That is a fair idea. But ideally, we want to use popular and beautiful verses as examples -- not obscure and difficult ones.
 
  • classify based on the gati (druta or vilambita or mishra) 
Never seen this classification, but interesting. 
 
 
  • notes about relationship with other metres.
There must be some smart books on this topic. 
Smart books? There are excellent commentaries to वृत्तरत्नाकर if that is what you mean.
 
  • ease of composition
Popularity is not the same? 
No. There is some correlation, but there are plenty of obscure metres which are easy to compose.
 
  • memorability
How do you measure it? 
By distance to popular metres, similicity of the gaNa or mAtrA structure, for example. 
 
Chanda-s identifying machine can interact with this database which will increasingly grow richer for the benefit of all sahRdaya-s. For its basic function of identification, it would only concern itself with the definition.

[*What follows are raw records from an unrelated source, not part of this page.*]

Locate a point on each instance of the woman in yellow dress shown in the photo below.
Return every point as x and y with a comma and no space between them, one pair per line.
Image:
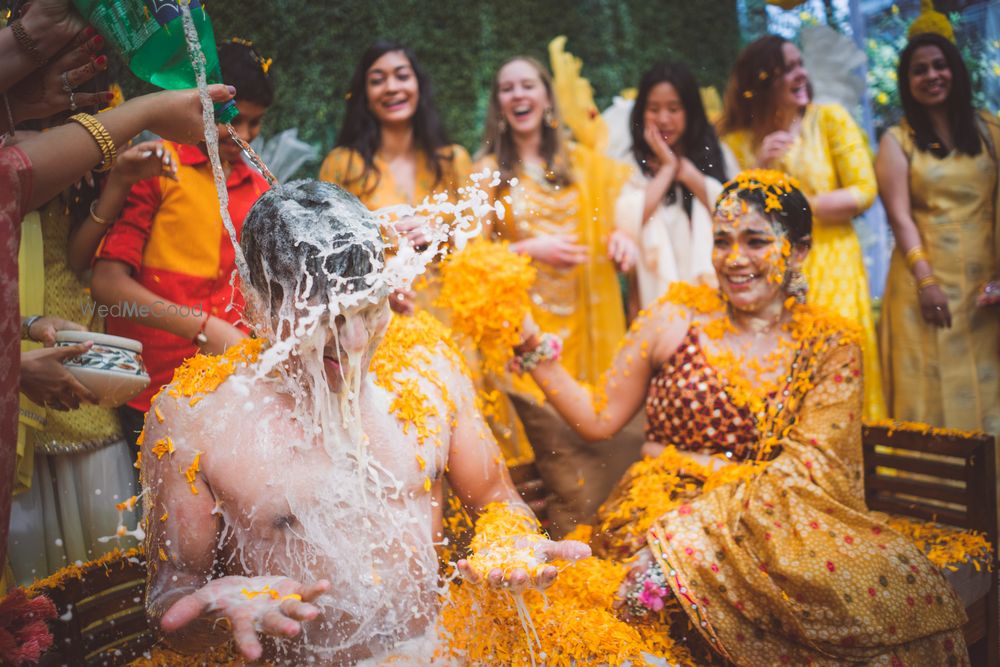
937,173
769,122
559,211
750,526
392,148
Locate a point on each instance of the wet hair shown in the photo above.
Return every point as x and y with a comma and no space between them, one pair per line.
361,132
699,142
750,100
960,112
311,233
243,67
498,138
765,189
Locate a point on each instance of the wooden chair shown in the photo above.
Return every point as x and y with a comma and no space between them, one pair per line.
950,479
101,617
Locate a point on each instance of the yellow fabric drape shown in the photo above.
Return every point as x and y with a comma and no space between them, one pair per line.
790,565
829,153
947,377
594,323
32,293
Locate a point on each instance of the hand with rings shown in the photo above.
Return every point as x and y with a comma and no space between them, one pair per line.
52,89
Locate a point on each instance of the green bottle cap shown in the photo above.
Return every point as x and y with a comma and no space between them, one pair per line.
226,112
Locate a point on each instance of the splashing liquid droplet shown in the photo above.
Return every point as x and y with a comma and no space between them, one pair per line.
252,156
211,133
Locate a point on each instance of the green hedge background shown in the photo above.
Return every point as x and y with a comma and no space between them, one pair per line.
316,45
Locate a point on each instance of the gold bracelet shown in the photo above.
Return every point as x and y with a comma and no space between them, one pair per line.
104,141
103,222
927,281
26,42
914,255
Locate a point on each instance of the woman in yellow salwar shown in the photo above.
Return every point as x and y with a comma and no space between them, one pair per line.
938,174
770,123
392,148
751,525
559,211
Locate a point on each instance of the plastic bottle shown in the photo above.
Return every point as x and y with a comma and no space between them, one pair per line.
150,36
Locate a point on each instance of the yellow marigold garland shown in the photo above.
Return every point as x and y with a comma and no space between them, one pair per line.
485,287
505,538
573,619
202,374
408,345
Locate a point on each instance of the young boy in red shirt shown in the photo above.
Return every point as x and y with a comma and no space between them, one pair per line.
165,269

Such a rich database can easily be converted to stardict dictionaries for easy reference on phones and all sorts of devices, used to make flashcards etc.., besides being valuable by itself to the verse maker.
Stardict does seems to be a dinosaur. Consider http://sandic.ru/en/downloads

Stardict does have drawbacks (lack of linking ability), sandic is more the dinosaur - or maybe a platypus. It won't run on a mobile phone without an internet connection, does it?
 
 

WIth this in mind I have seeded  https://docs.google.com/spreadsheet/ccc?key=0Al_QBT-hoqqVdDhjNVRMTXdsdDVTZG9kcDIwVnhhN0E&pli=1#gid=7 with some vRtta-s. The sheet named छन्दस् ‌had my collection prior to the addition of the ananda-mishra dump (सम, अर्धसम, विषम sheets) - and I hope to transfer information from there to the newly added sheets.
The file needs more comments. As it is it is a great beginning, but can hardly imagine how to use it in real life conditions.
The file as it stands is only useful to:
a] programs [metre recognizer, dictionary maker]
b] composers.
 
Others will understandably fail to see its use..
 
 
I've been using a । to denote yati-sthANa in definitions in the छन्दस् spreadsheet, but I am not particular about it - I am ok with switching to -- as a yati-marker. But all that can be mechanically inserted if we just write down the yati-sthAna as a number.
Vishvas, what kind of numbers are used?
DevanAgarI. But I am fine with English numbers if it is more convenient for the machines. 
 
3. One easy way of quickly gathering the yati-sthAna-s is by looking at  आप्टेकोशः .
http://dsal.uchicago.edu/dictionaries/apte/ ? Scraping can be done once again. 
Nope - that only contains the Sanskrit-English version, and probably does not include the appendices. That is known to be inferior to his sanskrit-hindI dictionary, anyway.
 

Mārcis Gasūns

unread,
Oct 26, 2013, 4:16:56 PM10/26/13
to sanskrit-p...@googlegroups.com


On Saturday, 26 October 2013 22:52:33 UTC+4, विश्वासो वासुकिजः wrote:

On Sat, Oct 26, 2013 at 11:35 AM, Mārcis Gasūns <gas...@gmail.com> wrote:
On Saturday, 26 October 2013 20:54:17 UTC+4, विश्वासो वासुकिजः wrote:
BUt, the problem currently is not a paucity of vRRitta-s in the database - thanks to Ananda mishra, we don not have that problem.
Yes, he solved it.
To a large extant.
The rest of our life we will strike for perfection and never attain it.
 

Now that we have collected the vRtta definitions mechanically, some manual curation is required. We need to record:
  • examples (esp from popular verses), 
This should not be manual. We need to loop all GRETIL texts and get statistics and hundreds of samples for popular metres.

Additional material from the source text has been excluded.